The problem is, I have a tons of images to include in my weekly report. I used to think creating a pptx template with image placeholders is efficient enough, but reflecting back, it still wasted a lot of time going into each folder, dragging images, resizing them for each slide and so on. My brain was totally at rest while doing such operations, and essentially it means wasting many precious working hours per week.
After learning to program, I felt nothing is impossible and I had to get rid of this chore and further free up my time for learning. Thanks to my automation recipe for data collection, all my results are well structured and ready for some fun.
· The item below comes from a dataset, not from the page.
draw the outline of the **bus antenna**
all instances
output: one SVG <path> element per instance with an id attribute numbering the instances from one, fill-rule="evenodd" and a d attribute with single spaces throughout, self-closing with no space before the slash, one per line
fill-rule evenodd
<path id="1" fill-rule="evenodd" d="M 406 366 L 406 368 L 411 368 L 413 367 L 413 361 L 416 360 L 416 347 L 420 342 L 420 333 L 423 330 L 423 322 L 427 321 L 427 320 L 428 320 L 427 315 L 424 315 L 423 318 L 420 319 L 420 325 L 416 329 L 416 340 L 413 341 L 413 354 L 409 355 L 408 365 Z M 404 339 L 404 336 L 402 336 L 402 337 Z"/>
First, how to have my python script talk to powerpoint? Fortunately, these is already a module called pptx. The details for how to write the script for this part is explained very well by the documents. The user guild section is a great place to start. What I learned is that it is a object oriented module, and to access different section/function in the powerpoint, you need to know how to find the chain of object within each object. For exammple, if you'd like to access a title text_frame, then you need to start from the presentation object and then the slide object and then the shape object. An incomplete list of the relationship table is shown below:

Basically, I’d like my report have these parts:
Make sure to have template saved at a target location thus the suitable colorscheme and page layout can be loaded from a template file.
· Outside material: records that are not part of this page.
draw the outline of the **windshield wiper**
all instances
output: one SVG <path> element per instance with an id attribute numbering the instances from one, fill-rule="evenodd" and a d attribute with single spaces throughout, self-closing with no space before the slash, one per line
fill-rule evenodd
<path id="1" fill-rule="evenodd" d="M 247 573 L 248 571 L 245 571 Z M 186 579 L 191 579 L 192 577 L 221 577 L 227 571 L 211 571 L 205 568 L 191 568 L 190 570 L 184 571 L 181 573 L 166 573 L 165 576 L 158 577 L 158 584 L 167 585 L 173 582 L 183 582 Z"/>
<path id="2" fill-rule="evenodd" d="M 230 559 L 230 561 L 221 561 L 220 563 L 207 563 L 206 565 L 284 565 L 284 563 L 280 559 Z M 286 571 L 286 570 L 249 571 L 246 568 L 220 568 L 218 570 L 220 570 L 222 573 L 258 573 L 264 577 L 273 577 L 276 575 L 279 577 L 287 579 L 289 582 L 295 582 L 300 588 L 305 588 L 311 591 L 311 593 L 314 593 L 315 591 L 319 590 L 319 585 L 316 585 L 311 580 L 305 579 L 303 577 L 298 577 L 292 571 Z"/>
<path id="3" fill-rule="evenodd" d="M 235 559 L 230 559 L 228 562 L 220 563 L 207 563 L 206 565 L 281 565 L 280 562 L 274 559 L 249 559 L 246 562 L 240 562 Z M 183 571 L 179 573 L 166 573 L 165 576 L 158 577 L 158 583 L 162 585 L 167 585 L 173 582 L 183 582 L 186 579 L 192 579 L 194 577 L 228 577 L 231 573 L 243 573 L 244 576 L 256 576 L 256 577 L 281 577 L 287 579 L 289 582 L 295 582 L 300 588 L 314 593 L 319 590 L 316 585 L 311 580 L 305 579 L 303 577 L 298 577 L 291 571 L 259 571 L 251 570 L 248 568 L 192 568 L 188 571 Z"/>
Have a info.csv file that contians the following informaiton:
For Regular job type:
FAR # SN_pH media Slider_SN runtime deadtime status
HDX-FAR-171 28A090A0_3 1870 AE0FF21E07 450 420 dead
HDX-FAR-171 28A090A0_4 1870 AE1FF22C24 50 50 truncated
HDX-FAR-172 28A090A1_6 1870 ABFFF31B33 778 778 truncated
For other job type:
Seq SampleID Extra1 Extra2 Extra3
1 01_XC048_4B719 233 0 Dead
2 02_XC048_07D0B 203 0 Dead
3 03_XC048_4B426 234 200 Pass
4 04_XC048_4B713 258 200 Pass
The info.csv file saves extra information other than sample name and such information is needed throughout the report for sample indentification. Meta data such as sample name, image mode and magnifications can be parsed from image file names.
The folder structure needed for the script to run is as below:
Most of the details are packaged into an object called Report saved in Report.py. The main code only need to import this object. There are several variables that needs to be fed into the object:
from Report import Report
#Main code
#1. Prompt for the work directory
path = input("Job folder directory: ")
#2. Prompt for job title
job_title = input("What is the job about? ")
#3. Prompt for job type
job_type = input("'Regular' job or not?") or "Regular"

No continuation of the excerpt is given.